Why are the numbers of two different permutations the same?
Solution 1:
Let $A(k,m,n), B(k,m,n)$ be the sets of permutations counted by $a(k,m,n), b(k,m,n)$ respectively.
To answer your first question, here is a bijection between $B(k,m,n)$ and $A(k,m,n+1)$. (I assume $n \ge 2$, avoiding some trivial cases.) Given $\sigma \in B(k,m,n)$, add $1$ to every element, then put $m$ last.
Let's check that this works. First, let's check that this preserves the first $n-1$ inequalities, going both ways. On one hand, if $\frac{x}{k+j} \ge \frac{y}{k+j+1}$, then we definitely have $\frac{x+1}{k+j} > \frac{y+1}{k+j+1}$, since we've increased the LHS by $\frac1{k+j}$ but the RHS by $\frac1{k+j+1}$. On the other hand, if $\frac{x+1}{k+j} > \frac{y+1}{k+j+1}$, then the slack in the inequality has to be at least $\frac1{(k+j)(k+j+1)} = \frac1{k+j} - \frac1{k+j+1}$, and therefore $\frac{x}{k+j} \ge \frac{y}{k+j+1}$.

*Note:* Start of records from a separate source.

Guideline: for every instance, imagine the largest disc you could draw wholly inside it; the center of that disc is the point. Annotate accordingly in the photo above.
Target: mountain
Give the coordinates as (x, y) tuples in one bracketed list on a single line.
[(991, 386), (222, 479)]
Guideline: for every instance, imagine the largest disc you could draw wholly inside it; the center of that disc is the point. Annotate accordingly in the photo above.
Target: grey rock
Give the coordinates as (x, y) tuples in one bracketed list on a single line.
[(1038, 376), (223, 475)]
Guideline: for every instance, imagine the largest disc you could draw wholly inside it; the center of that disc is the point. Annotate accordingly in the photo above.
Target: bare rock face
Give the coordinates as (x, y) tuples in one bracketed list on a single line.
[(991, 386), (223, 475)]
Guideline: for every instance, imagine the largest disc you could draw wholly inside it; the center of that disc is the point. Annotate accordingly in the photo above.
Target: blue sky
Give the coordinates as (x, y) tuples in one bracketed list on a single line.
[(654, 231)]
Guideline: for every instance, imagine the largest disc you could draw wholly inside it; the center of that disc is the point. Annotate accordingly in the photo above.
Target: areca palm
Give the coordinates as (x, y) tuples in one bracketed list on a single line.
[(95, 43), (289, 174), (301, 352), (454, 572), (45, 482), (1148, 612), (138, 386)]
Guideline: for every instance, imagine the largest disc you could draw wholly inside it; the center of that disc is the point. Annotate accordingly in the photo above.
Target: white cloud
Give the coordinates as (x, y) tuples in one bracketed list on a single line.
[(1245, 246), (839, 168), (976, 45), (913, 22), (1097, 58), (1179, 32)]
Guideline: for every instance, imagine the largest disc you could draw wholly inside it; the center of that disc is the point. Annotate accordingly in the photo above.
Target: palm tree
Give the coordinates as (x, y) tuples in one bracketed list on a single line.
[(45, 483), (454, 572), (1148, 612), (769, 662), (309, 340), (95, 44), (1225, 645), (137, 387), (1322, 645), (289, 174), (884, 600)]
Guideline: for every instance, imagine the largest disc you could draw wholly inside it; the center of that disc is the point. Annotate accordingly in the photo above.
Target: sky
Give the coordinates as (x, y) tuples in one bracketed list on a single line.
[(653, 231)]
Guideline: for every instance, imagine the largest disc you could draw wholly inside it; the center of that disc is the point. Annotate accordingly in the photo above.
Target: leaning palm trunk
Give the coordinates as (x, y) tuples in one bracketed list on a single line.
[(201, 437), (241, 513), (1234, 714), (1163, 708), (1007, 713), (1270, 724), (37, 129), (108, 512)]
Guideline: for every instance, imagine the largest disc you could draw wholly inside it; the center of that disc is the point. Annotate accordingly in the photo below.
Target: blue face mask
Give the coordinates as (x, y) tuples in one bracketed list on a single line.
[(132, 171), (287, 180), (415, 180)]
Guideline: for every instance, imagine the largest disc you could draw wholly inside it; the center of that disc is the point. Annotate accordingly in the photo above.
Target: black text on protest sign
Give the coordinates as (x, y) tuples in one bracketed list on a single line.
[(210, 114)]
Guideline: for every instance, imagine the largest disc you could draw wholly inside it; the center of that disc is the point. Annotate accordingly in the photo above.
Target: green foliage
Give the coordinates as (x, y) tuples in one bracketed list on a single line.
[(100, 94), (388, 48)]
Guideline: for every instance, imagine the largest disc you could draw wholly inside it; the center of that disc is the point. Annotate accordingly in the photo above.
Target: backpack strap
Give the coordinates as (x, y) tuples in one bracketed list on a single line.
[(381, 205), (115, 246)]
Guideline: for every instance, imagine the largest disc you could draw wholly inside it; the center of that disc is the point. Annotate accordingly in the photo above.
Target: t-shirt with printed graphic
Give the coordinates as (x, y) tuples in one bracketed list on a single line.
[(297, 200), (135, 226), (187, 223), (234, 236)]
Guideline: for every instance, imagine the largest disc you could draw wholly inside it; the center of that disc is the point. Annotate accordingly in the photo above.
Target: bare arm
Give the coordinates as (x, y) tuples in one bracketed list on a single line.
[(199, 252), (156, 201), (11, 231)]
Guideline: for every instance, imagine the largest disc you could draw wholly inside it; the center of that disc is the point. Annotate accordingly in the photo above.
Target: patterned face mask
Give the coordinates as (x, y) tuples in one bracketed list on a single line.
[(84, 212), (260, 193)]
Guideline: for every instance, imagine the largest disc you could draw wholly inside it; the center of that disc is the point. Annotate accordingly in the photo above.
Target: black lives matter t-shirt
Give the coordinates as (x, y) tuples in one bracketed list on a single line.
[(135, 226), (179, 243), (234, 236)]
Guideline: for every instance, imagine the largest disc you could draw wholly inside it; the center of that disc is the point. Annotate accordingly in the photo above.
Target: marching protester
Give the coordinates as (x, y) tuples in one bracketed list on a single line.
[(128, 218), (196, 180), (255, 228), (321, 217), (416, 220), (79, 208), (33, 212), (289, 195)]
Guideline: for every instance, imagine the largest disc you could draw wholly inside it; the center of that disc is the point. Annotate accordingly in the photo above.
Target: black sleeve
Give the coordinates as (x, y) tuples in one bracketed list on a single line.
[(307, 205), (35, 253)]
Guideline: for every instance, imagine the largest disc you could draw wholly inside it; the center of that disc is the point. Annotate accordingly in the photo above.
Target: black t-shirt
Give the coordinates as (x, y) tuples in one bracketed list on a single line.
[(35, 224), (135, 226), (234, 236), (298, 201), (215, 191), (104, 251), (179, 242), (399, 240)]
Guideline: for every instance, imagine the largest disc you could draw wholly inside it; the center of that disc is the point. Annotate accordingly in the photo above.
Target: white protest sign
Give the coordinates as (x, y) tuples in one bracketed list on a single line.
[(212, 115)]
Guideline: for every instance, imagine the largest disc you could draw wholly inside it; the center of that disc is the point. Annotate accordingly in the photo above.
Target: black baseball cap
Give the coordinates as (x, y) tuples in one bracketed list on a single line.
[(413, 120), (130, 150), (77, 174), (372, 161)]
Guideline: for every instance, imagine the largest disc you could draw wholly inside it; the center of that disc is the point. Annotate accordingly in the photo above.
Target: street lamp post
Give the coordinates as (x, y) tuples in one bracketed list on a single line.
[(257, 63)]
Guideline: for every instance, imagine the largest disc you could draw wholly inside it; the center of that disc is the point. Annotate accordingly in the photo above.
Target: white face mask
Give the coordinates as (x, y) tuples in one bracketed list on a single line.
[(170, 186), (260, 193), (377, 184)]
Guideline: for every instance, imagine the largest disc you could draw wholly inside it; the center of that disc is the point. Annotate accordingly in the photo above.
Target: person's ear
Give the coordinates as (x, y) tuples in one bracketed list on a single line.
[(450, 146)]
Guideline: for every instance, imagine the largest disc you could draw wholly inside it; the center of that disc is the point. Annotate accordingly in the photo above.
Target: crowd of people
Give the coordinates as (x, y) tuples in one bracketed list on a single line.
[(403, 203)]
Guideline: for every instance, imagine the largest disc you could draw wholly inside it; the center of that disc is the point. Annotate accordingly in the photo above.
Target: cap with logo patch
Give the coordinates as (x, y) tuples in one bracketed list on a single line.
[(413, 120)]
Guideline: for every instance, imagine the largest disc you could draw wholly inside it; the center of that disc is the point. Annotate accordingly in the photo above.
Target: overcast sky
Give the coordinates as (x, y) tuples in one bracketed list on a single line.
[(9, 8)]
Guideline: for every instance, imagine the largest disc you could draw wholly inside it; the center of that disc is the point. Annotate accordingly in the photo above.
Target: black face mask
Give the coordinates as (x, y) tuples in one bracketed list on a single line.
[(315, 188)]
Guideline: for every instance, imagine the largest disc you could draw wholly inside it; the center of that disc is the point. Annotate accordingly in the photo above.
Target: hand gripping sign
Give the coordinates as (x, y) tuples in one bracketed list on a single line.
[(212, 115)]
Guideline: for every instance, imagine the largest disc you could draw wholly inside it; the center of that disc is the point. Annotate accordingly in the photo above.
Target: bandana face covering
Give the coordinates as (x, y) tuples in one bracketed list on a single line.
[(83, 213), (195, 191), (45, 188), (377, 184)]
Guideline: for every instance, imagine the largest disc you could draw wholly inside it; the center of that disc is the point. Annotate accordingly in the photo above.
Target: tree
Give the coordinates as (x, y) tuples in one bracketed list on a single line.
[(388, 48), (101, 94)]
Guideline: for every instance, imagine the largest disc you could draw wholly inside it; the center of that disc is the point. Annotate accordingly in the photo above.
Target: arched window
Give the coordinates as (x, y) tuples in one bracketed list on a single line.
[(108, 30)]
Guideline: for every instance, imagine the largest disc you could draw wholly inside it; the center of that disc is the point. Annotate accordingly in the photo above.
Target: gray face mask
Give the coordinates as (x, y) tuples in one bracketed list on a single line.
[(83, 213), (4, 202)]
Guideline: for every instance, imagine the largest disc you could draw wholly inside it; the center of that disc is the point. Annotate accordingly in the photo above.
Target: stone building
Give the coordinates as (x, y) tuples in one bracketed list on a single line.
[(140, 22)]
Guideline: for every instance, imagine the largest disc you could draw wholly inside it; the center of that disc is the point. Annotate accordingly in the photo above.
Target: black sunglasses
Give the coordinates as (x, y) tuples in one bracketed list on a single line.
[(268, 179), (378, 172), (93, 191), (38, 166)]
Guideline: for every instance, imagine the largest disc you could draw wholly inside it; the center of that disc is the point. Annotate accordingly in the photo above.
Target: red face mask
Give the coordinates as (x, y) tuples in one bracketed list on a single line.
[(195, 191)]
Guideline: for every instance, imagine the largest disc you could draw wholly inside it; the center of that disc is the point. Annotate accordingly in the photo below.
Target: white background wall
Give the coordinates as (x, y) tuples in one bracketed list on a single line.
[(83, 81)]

Second, putting $m$ last in the image of $\sigma$ always satisfies the $n^{\text{th}}$ inequality. Even if the previous element is $m+1$, we still have $\frac{m+1}{k+n-1} > \frac{m}{k+n}$ if and only if $m+k+n>0$.
Lastly, every element of $A(k,m,n)$ puts $m$ last, so we don't miss any ordered sets this way. If $m$ were not last, then even if the next element of the ordered set were just $m+1$, and even if these are the two last elements of the ordered set (where the inequality is easiest to satisfy), we still can't have $\frac{m}{k+n-1} > \frac{m+1}{k+n}$. This would require $1 - k + m - n > 0$, and since $m \le k+1$ it would require $n<2$.
Regarding your other questions:
- The same map as above is a bijection between $B(j,k,m,n)$ and $A(j+1,k,m,n+1)$.
- The bijection between $B(k,m,n)$ and $B(k,m-1,n+1)$ is similar: we merely add $m-1$ to the end of the ordered set. We verify that this is the only place where $m-1$ can go, and that $m-1$ can always go there. From $b(k,m,n) = b(k,m-1,n+1)$ it follows that $b(k,m,n) = b(k,m-m',n+m')$.